Cochrane used the term religious quite discriminately, perhaps simply to inspire deeper, more spiritual connections within a Craft he believed had become detrimentally obsessed with spell-work and base ‘magics.’ Both Gerald B. Gardner and Robert Cochrane promoted their uniquely idiosyncratic occult philosophies as the tenets of religion, a fundamental concept rejected by many of their latter-day would-be practitioners and followers.
Cochrane believed spell-craft to be trivial, a minor tool of circumstance rather than desire. Preferring the magick (sic) of a spiritual nature within the context of a mystical religion, he believed desire spurred the ardent pilgrim onwards in the quest for experiential Truth. Nonetheless, religion is a harsh descriptive, wholly unsuited to many modern craft modalities. Primarily, this is because religion has come to typify an erring, proscriptive dogma and predominant intolerance, often to an unacceptable extreme. As a loaded term, religion tends to negate all things of a deeply spiritual nature, though Cochrane’s advocacy of it as the measure of each seeker to rout falsity as a harmonic of devotion is naturally upheld.
“In what passes as Witchcraft today, there is as much illusion and unresolved desire as there is in the outside world. In the closed circles of some covens, there is greater bigotry and dogma than ever there was in many sections of the moribund Christian church. Many witches appear to have turned their backs upon the reality of the outside world, and repeat, parrot fashion, the rituals and beliefs that they know have little or no relationship with the 20th century and its needs.”
Cochrane believed wholeheartedly that it was better to traverse the path alone than follow anything that lacked Virtue, a qualitative power sourced in the divine. Every seeker is seduced to the occulted artes, even within Companie and Clan; no-one is immune.
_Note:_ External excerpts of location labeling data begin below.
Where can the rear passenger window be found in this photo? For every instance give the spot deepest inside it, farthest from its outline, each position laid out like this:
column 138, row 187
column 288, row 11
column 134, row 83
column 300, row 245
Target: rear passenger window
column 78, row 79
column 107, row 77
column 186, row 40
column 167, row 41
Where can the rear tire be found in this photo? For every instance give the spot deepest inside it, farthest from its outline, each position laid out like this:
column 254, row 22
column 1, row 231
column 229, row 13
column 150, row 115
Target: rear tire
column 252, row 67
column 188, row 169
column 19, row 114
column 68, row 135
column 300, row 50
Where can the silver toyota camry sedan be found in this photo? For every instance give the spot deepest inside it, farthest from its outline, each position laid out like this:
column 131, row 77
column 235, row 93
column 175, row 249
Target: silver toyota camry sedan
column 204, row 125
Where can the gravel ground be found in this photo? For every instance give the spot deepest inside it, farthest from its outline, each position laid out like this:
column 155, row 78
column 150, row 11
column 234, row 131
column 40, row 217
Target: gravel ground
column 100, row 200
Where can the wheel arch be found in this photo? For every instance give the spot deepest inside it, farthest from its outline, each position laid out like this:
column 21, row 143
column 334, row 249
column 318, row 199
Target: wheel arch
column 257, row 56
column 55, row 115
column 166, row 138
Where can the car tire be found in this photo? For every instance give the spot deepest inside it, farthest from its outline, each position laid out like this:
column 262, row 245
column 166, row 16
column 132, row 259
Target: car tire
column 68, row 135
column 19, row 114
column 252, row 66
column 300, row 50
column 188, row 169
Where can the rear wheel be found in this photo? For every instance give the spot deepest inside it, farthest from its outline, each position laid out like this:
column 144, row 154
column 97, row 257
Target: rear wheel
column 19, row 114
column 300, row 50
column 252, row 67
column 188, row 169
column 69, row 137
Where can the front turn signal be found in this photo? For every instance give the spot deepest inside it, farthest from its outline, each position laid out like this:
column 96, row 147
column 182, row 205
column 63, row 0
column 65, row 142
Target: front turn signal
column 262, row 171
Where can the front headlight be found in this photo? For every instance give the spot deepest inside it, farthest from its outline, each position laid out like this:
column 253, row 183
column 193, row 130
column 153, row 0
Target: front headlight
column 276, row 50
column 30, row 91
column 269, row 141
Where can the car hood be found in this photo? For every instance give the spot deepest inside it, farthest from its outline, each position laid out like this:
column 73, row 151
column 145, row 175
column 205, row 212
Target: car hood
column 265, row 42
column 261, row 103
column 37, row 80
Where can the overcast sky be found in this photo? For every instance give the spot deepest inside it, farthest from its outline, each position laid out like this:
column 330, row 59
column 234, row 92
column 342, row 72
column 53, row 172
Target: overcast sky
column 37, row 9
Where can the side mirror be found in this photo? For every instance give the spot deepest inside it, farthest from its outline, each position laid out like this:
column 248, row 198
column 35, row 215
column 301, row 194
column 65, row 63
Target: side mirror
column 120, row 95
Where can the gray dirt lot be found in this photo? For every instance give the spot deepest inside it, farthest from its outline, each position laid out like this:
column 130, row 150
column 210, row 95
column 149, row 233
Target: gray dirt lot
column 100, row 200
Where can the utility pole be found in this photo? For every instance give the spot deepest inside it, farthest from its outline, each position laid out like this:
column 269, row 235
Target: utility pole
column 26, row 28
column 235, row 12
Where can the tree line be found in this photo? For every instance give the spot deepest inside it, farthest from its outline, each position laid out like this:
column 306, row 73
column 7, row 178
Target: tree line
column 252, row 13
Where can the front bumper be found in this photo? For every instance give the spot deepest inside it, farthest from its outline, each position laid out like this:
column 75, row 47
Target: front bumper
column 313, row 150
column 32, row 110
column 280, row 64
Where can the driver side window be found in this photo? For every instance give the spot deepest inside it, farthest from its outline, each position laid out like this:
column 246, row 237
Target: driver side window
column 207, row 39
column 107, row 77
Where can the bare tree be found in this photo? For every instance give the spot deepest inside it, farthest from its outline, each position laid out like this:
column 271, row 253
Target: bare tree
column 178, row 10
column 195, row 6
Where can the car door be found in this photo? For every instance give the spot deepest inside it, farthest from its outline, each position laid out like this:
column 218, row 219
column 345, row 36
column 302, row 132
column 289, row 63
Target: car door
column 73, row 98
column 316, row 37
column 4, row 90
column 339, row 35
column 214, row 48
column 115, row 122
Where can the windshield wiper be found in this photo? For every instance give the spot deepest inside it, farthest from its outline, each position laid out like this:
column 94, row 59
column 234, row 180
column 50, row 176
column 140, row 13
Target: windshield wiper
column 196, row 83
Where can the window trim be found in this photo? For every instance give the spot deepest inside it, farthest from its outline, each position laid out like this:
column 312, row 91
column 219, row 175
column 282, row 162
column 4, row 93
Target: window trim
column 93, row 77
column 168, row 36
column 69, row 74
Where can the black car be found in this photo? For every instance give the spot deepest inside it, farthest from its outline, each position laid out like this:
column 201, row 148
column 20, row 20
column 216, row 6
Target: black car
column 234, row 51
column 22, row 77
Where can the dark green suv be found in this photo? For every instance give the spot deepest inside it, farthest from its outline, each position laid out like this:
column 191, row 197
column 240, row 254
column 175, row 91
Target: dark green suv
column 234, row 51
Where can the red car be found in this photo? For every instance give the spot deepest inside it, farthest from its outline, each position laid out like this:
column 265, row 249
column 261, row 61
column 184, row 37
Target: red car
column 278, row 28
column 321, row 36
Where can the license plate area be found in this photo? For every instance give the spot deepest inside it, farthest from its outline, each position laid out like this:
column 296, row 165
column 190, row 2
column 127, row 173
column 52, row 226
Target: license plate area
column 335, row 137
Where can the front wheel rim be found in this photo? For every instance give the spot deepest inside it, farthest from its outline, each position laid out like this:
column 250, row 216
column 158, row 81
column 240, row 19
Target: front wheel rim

Beyond a fundamental overlap with other pathways into the Mysteries, Cochrane’s Craft elevated occulted Virtue above all, explored through a spontaneous, trance-inducing regime. He’d perceived the tenets of Wica through those closest to him, brethren who’d once been his companions upon the lonely pilgrimage to gnosis. Finding the philosophical and metaphysical differences too great, he declared all Wicans and Pagans to be: “Naught but dancing peasants.” By the few he’d encountered, all were judged harshly. He saw only a naïve expression of outmoded paganisms instead of another valid pathway through to the Mysteries, modelled by a few, but very sincere, dedicated initiates. Perhaps he had been unfortunate to know more of the former and too few of the latter.